Radiomics may be helpful in further characterizing RCC, particularly identifying clear cell versus non–clear cell subtype and nuclear grade.
Radiomics tools may be helpful in assessing response of metastatic RCC to targeted chemotherapeutic agents.
Radiomics is the high throughput extraction of quantitative features used to convert images into mineable data that is used for decision support. This has been an area of active research as groups try to capture and quantify a spectrum of imaging parameters and convert these into descriptive phenotypes of organs or tumors. There are a plethora of quantitative features that can be extracted from images in this way, ranging from descriptors of size, shape, and morphology to parenchymal or tumoral heterogeneity and these techniques have been applied to organs and tumors throughout the body.
Texture analysis represents one tool in the radiomics toolbox.
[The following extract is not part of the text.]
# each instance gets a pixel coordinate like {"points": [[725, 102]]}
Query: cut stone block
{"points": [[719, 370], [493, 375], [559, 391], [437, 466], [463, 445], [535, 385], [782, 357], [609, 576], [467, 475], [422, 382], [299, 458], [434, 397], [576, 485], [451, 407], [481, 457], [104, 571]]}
It allows the assessment and quantification of spatial heterogeneity within a given region of interest (ROI) by analyzing the distribution and relationship of pixel or voxel gray levels in an image. There are a variety of methods for performing texture analysis, with a statistical-based technique most commonly applied. In a statistical-based model, first-order statistics evaluate the gray-level frequency distribution from the pixel intensity histogram in an ROI. First-order variables often include descriptors, such as mean gray level intensity, standard deviation, skewness (asymmetry), kurtosis (peakedness), entropy (irregularity), and threshold or mean of the positive pixels (pixels within or above a given threshold, such as 0) for a given pixel histogram ( Fig. 1 ). First-order variables only take into account the frequency and distribution of gray levels in an image, not their physical location in the image or their relationship to other pixels.
Second- and higher-order variables do take context of pixels into account and are based on co-occurrence matrix or run length matrix. Examples of more advanced texture metrics are listed in Table 1 .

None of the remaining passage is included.